Sunday, November 11, 2007

GREAT Britain

What's so great about Britain? How come we don't call ourselves Great Australia? Well, we do have the Great Australian Bight, and the Great Barrier Reef - but you'd think a country like Oz could be called "Great" all over.

Maybe it's so obvious that it just goes without saying.

Recently we have met a few Great Brits, though. If there are enough of them in this country, then it really must be great!

Take Andy, for instance. He's the guy we bought our car from.



It's a pretty unremarkable car - we've never even taken a proper photo of it. But a remarkable fellow that sold it to us.

He lives in Newton Abbott, which is not far from here - but the road between here and there (where it goes through the village of Kingskersell) is always a nightmare. It's just a bumper-to-bumper crawl, pretty well any time of day or night. You have to pity the people who commute to Exeter from here, because there is no other way to get there, only a dotted line on the map with "proposed" indicates the government's intention to start thinking about doing something after the year 2010 or so.

Anyway, Newton Abbott itself has tiny, hilly, tangled streets. I spent ages poring over the map book to find Andy's place, and we drove up there in the hire car we still had. We got there OK, Peter driving and me navigating (as usual). We examined the car, and Andy took us for a drive in it, out onto some faster roads so Peter could get a feel for it. We were very satisfied, and Andy gave it to us for a really fair price. Then we went into his place and met his wife and daughter and had a cup of tea while the papers were filled out and cash handed over.

And then - the moment of truth. Only Peter was insured to drive the hire car, I had to drive the 'new 'car home. I had not driven any car for about three years, and I had never driven in the UK. We had to both find our way out of Newton Abbott and through Kingskerswell, and the traffic had begun to build since we came there.

Peter would follow me, naturally, and keep an eye on me. After more than two weeks of driving the hire car he had finally got used to the fact that (apparently the thing in Britain) the indicator stalk is on the left and the windscreen wipers on the right, and had stopped trying to indicate with the wipers - however I knew this would still be a problem for me.

I was sitting in the car, peering at the map, trying desperately to memorize the road numbers and turns to get us through Newton Abbott. Observing my distress, Andy - who no longer had any reason to care about what happened - suggested that he drive his wife's car (as he no longer had a car) and lead us out of there.
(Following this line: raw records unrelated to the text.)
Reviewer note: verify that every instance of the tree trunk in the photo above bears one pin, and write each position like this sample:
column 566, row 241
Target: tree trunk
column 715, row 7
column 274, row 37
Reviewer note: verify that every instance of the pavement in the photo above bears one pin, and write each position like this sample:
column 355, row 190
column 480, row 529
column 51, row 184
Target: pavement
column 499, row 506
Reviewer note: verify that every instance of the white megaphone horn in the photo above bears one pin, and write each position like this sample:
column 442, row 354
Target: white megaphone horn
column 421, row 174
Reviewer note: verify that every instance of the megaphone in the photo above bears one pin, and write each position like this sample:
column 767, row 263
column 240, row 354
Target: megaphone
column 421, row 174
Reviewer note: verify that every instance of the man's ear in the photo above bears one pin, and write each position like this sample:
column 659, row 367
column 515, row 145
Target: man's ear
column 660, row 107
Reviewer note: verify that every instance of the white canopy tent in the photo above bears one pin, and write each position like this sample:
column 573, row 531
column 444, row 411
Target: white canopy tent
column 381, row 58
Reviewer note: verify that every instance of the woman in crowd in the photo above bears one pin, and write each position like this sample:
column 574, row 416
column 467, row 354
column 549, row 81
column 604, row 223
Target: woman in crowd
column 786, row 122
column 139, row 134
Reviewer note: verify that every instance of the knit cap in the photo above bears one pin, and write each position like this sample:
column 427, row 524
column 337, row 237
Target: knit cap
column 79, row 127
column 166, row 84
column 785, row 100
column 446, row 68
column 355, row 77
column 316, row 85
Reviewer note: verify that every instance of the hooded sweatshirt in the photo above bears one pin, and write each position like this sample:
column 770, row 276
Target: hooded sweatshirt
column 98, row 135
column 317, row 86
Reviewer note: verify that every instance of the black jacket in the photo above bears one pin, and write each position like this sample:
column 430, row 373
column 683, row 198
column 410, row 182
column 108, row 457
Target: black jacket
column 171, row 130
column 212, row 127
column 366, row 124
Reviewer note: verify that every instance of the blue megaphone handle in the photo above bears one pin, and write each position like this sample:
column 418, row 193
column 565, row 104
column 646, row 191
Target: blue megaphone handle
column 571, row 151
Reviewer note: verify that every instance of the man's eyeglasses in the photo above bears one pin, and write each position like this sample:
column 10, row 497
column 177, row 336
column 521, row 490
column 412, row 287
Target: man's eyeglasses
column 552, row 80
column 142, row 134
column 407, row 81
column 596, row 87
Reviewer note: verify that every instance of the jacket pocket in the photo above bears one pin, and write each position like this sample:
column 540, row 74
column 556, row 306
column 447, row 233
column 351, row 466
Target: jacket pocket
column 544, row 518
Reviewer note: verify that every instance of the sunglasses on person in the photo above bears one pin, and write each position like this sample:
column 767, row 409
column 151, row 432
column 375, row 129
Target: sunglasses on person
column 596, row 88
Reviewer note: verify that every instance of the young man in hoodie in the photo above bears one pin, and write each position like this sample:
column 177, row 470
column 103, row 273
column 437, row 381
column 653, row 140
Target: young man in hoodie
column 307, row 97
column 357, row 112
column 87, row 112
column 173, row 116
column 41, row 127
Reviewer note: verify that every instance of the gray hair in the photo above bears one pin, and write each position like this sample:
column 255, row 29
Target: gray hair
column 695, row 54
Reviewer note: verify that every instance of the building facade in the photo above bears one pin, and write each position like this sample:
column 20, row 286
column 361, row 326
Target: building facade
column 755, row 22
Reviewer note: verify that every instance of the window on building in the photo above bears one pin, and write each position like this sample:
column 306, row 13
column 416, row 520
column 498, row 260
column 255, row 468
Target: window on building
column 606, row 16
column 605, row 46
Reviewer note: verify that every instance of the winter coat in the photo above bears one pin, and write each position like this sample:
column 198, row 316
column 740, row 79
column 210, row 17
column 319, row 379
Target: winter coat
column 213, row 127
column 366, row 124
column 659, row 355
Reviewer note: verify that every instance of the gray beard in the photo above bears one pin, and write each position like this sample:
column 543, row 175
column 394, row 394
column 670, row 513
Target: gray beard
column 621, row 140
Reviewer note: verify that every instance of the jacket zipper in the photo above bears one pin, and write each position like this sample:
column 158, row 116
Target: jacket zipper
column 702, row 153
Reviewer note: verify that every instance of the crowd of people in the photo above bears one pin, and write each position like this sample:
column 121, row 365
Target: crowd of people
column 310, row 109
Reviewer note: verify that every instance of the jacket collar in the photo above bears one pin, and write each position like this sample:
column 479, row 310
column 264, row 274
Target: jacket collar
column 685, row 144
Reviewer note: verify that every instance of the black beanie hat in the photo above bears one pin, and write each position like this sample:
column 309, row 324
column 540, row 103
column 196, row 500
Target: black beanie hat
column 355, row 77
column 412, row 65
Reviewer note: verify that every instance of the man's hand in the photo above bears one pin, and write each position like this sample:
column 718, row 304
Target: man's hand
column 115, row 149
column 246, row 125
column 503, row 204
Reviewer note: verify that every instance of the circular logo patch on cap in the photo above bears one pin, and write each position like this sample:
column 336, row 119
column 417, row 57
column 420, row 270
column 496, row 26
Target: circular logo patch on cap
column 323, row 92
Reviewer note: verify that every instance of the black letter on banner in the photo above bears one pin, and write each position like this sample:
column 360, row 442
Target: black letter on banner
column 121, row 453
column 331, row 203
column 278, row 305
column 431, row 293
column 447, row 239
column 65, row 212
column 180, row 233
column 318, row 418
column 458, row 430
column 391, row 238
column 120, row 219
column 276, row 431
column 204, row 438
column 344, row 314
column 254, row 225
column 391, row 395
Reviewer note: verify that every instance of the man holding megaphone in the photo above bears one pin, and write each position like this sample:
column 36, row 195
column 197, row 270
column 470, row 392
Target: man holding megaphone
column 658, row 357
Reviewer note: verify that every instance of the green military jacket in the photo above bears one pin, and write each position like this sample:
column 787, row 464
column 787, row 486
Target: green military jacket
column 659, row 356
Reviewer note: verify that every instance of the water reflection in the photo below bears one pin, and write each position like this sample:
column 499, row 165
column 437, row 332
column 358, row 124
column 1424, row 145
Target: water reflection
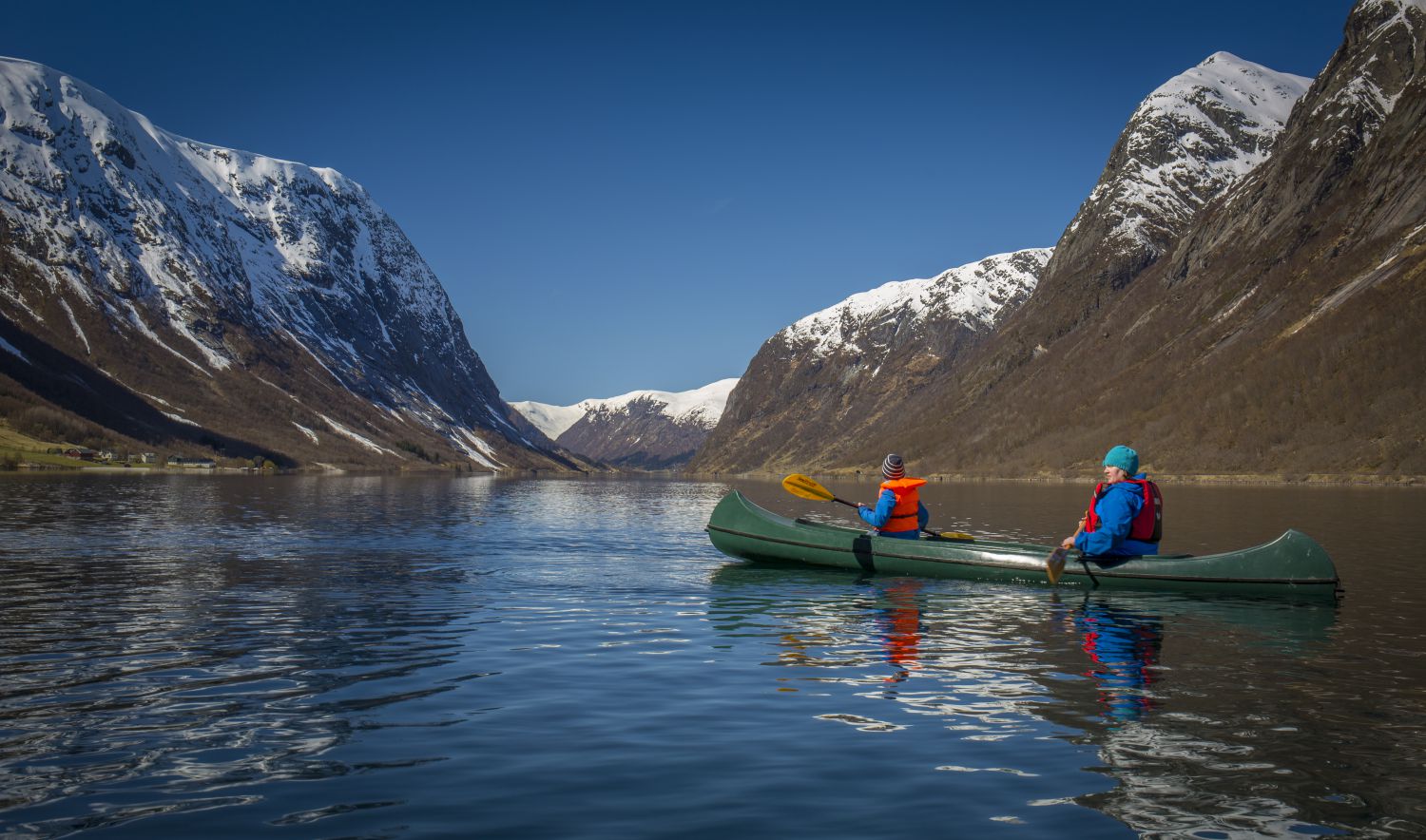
column 1155, row 683
column 1124, row 651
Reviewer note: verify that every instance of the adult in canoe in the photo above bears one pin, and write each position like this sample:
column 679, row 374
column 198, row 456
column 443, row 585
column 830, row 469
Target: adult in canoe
column 898, row 511
column 1126, row 515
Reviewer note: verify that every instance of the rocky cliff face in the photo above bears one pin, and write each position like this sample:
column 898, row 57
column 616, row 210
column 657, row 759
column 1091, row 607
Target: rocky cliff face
column 180, row 291
column 819, row 381
column 1278, row 333
column 641, row 431
column 1241, row 293
column 1186, row 143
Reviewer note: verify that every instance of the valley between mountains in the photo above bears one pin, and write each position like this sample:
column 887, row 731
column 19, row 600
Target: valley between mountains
column 1241, row 294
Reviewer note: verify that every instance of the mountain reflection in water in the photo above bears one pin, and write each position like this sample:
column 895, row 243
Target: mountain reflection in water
column 468, row 657
column 992, row 662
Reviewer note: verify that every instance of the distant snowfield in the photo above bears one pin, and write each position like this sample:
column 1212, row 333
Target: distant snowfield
column 703, row 404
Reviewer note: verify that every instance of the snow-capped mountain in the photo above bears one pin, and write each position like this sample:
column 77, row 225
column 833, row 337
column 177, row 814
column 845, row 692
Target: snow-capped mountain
column 875, row 322
column 208, row 281
column 846, row 365
column 1186, row 143
column 641, row 430
column 1194, row 136
column 1272, row 331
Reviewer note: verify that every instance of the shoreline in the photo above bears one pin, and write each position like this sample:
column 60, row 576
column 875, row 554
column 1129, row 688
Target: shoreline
column 1326, row 480
column 1283, row 480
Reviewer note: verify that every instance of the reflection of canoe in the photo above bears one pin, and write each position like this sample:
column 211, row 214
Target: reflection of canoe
column 1292, row 565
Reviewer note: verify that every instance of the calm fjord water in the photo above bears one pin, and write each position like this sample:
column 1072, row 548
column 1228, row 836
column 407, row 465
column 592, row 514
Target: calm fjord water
column 467, row 657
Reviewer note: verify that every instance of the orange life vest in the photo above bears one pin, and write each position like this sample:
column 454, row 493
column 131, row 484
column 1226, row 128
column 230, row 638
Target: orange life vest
column 1148, row 524
column 904, row 515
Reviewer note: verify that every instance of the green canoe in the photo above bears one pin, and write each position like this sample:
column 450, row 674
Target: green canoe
column 1292, row 565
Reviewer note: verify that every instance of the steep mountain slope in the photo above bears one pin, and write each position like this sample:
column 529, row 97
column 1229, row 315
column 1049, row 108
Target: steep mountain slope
column 1186, row 143
column 641, row 430
column 852, row 365
column 184, row 293
column 1280, row 333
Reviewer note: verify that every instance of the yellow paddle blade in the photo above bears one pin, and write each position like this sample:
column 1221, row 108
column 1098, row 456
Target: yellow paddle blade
column 1055, row 565
column 800, row 486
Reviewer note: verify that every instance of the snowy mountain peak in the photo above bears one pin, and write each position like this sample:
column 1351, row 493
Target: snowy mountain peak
column 140, row 244
column 974, row 294
column 702, row 407
column 1185, row 143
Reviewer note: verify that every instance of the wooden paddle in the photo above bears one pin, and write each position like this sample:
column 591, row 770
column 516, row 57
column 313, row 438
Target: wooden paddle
column 806, row 488
column 1055, row 563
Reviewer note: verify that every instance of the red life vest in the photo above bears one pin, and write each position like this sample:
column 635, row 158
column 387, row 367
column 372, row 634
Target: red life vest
column 907, row 504
column 1148, row 525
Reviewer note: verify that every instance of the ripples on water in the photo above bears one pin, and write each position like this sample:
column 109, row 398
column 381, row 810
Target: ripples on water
column 399, row 657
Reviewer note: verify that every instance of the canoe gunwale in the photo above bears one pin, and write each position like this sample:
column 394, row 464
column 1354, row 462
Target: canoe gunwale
column 743, row 529
column 1021, row 566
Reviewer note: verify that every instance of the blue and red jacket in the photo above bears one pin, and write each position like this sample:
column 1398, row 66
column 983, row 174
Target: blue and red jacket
column 898, row 509
column 1120, row 523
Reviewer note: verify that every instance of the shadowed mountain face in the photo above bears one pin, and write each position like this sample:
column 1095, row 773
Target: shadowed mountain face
column 1261, row 316
column 270, row 304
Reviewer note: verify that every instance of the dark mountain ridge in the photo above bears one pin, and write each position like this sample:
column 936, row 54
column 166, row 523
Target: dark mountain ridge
column 1271, row 330
column 245, row 305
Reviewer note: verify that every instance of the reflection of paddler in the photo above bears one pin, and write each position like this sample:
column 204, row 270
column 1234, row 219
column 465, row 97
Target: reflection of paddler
column 900, row 625
column 1126, row 651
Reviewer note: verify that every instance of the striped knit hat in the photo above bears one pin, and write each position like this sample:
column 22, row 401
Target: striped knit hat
column 893, row 467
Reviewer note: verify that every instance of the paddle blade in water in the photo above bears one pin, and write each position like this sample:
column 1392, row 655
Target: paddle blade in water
column 1055, row 563
column 800, row 486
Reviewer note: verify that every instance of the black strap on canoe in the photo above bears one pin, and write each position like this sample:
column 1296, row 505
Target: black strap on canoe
column 1086, row 563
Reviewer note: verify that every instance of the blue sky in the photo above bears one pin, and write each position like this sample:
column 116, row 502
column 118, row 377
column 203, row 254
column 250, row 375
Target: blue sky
column 624, row 196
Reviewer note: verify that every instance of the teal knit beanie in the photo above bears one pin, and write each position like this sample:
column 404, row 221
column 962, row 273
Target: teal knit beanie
column 1124, row 458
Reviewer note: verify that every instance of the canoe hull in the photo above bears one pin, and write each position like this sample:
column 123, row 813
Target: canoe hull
column 1292, row 565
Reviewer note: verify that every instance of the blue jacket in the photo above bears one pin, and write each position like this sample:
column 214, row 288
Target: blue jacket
column 1117, row 509
column 878, row 515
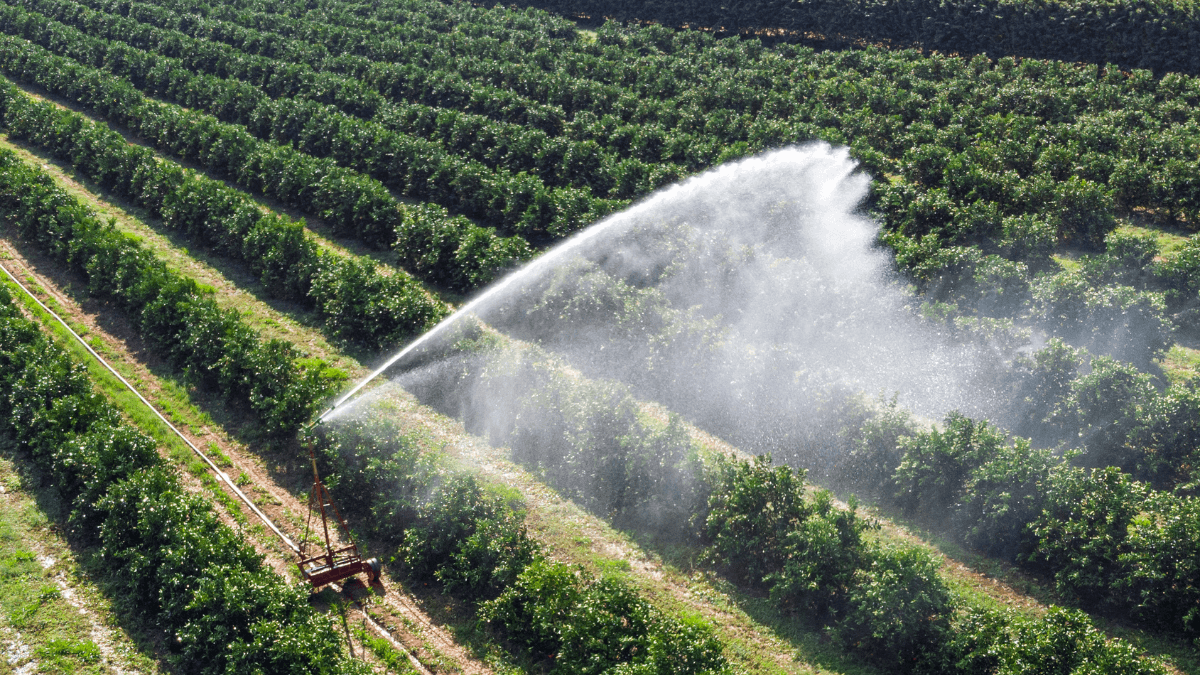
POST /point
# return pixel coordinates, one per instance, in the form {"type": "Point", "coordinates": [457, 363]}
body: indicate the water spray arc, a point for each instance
{"type": "Point", "coordinates": [510, 281]}
{"type": "Point", "coordinates": [744, 299]}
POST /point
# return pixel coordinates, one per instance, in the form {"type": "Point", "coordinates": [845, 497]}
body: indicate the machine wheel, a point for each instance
{"type": "Point", "coordinates": [373, 568]}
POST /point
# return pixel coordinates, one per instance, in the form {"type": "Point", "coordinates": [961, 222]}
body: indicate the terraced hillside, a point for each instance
{"type": "Point", "coordinates": [250, 205]}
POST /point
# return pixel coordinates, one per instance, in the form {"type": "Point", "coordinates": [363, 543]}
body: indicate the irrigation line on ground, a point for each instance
{"type": "Point", "coordinates": [215, 469]}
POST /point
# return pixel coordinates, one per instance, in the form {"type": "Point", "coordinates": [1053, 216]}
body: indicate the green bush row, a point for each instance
{"type": "Point", "coordinates": [443, 249]}
{"type": "Point", "coordinates": [450, 529]}
{"type": "Point", "coordinates": [755, 523]}
{"type": "Point", "coordinates": [411, 165]}
{"type": "Point", "coordinates": [355, 302]}
{"type": "Point", "coordinates": [1109, 542]}
{"type": "Point", "coordinates": [507, 148]}
{"type": "Point", "coordinates": [175, 315]}
{"type": "Point", "coordinates": [169, 559]}
{"type": "Point", "coordinates": [1161, 36]}
{"type": "Point", "coordinates": [1005, 156]}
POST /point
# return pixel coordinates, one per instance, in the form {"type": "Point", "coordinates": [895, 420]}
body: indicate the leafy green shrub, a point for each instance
{"type": "Point", "coordinates": [1002, 497]}
{"type": "Point", "coordinates": [585, 625]}
{"type": "Point", "coordinates": [168, 556]}
{"type": "Point", "coordinates": [751, 509]}
{"type": "Point", "coordinates": [1044, 389]}
{"type": "Point", "coordinates": [468, 539]}
{"type": "Point", "coordinates": [936, 464]}
{"type": "Point", "coordinates": [1161, 563]}
{"type": "Point", "coordinates": [1083, 530]}
{"type": "Point", "coordinates": [821, 559]}
{"type": "Point", "coordinates": [177, 316]}
{"type": "Point", "coordinates": [1167, 435]}
{"type": "Point", "coordinates": [535, 609]}
{"type": "Point", "coordinates": [1105, 405]}
{"type": "Point", "coordinates": [898, 607]}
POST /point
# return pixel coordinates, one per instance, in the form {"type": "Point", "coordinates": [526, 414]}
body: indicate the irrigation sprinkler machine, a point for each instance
{"type": "Point", "coordinates": [327, 557]}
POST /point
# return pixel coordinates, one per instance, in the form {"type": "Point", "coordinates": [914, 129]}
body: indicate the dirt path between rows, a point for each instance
{"type": "Point", "coordinates": [400, 614]}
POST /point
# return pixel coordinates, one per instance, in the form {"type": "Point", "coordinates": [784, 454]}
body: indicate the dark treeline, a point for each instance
{"type": "Point", "coordinates": [1132, 34]}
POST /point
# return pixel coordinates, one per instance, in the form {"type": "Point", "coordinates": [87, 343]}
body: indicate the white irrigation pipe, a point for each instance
{"type": "Point", "coordinates": [165, 420]}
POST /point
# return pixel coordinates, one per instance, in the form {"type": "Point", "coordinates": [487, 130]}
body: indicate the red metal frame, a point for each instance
{"type": "Point", "coordinates": [330, 563]}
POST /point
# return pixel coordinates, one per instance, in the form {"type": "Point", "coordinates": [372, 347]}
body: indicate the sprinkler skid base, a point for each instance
{"type": "Point", "coordinates": [331, 562]}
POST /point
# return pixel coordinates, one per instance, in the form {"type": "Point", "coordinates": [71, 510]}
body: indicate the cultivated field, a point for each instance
{"type": "Point", "coordinates": [247, 207]}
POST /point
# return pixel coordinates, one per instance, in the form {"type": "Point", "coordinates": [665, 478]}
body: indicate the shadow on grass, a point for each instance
{"type": "Point", "coordinates": [149, 640]}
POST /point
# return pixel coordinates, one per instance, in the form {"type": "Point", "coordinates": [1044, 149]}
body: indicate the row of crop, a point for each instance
{"type": "Point", "coordinates": [1109, 543]}
{"type": "Point", "coordinates": [441, 81]}
{"type": "Point", "coordinates": [753, 521]}
{"type": "Point", "coordinates": [957, 190]}
{"type": "Point", "coordinates": [468, 537]}
{"type": "Point", "coordinates": [175, 315]}
{"type": "Point", "coordinates": [409, 162]}
{"type": "Point", "coordinates": [167, 555]}
{"type": "Point", "coordinates": [439, 248]}
{"type": "Point", "coordinates": [420, 168]}
{"type": "Point", "coordinates": [1159, 36]}
{"type": "Point", "coordinates": [515, 148]}
{"type": "Point", "coordinates": [438, 89]}
{"type": "Point", "coordinates": [353, 299]}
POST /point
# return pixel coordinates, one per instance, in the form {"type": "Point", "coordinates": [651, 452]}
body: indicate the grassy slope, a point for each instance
{"type": "Point", "coordinates": [563, 526]}
{"type": "Point", "coordinates": [575, 536]}
{"type": "Point", "coordinates": [52, 615]}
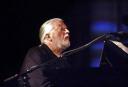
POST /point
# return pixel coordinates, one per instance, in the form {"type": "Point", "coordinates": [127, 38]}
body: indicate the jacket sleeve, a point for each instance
{"type": "Point", "coordinates": [36, 77]}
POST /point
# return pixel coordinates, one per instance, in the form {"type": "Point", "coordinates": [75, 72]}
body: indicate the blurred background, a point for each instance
{"type": "Point", "coordinates": [86, 19]}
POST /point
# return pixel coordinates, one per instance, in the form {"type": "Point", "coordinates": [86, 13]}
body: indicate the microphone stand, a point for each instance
{"type": "Point", "coordinates": [70, 52]}
{"type": "Point", "coordinates": [65, 54]}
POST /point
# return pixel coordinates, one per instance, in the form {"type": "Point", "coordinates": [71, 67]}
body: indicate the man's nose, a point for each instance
{"type": "Point", "coordinates": [67, 31]}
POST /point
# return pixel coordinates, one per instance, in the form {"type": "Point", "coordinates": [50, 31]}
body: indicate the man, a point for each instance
{"type": "Point", "coordinates": [54, 37]}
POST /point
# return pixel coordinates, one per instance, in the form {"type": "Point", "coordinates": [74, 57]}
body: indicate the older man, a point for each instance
{"type": "Point", "coordinates": [54, 37]}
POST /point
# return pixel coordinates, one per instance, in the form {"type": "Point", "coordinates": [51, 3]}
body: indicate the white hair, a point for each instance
{"type": "Point", "coordinates": [46, 27]}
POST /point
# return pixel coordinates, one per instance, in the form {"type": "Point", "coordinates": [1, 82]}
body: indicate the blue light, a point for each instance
{"type": "Point", "coordinates": [103, 27]}
{"type": "Point", "coordinates": [95, 63]}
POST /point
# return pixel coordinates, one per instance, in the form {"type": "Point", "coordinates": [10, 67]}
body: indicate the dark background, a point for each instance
{"type": "Point", "coordinates": [21, 20]}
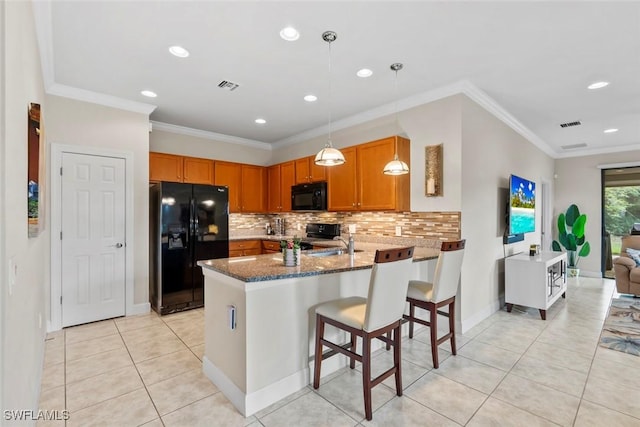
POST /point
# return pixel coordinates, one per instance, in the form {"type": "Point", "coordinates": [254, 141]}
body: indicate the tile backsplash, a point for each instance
{"type": "Point", "coordinates": [426, 225]}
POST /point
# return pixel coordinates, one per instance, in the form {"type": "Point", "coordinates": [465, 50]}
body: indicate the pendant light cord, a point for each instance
{"type": "Point", "coordinates": [330, 96]}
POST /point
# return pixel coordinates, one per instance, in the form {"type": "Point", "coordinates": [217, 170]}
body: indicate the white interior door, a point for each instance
{"type": "Point", "coordinates": [93, 238]}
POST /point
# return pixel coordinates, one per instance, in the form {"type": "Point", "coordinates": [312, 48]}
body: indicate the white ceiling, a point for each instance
{"type": "Point", "coordinates": [534, 60]}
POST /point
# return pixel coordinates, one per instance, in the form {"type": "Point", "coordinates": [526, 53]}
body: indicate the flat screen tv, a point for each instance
{"type": "Point", "coordinates": [522, 205]}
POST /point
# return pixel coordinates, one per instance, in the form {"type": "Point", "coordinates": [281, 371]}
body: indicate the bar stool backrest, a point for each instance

What a great guy! And so he did. He took us all the way out of the town and stuck with us until we were on the road I was confident about. As he finally turned off, I flashed my lights and waved my windscreen wipers at him to say 'thanks'!

And then there was Keith.

We saw a notice in the local Post Office that these people were selling a bunch of stuff. We went around there and bought a few things from him.

Our little car wouldn't take the stuff we'd bought, so Keith loaded it onto his trailer and brought it around. Helpful bloke.

Then we bought this little computer from him - not the screen or keyboard, just the actual computer - to set up as a second computer in our house, in one of our future student rooms.



It's a cute little thing, and Keith sold it to us very cheaply, and it was soon set up and working beautifully. So I was working upstairs on the laptop, and Peter was downstairs on our new computer and we were having these loud conversations up and down the stairs ... but at least we weren't taking turns on the computer, it was great!

And, all of a sudden, it just died on us. Dead as a maggot, couldn't do anything with it.

We phoned Keith, because he was such a friendly guy, and we thought he might have a few ideas about what to do - seemed like a cluey chap, computer-wise.

Keith came around, took it home and worked on it - and got it going again. But he was most concerned that he might have sold us a dud, just couldn't stomach that idea.

That was great for a week or so, and then it did it again. Keith had said he would happily take it back and give us our money back. Which he did, and sold us his laptop instead - we were more than happy to buy something else from this great Brit!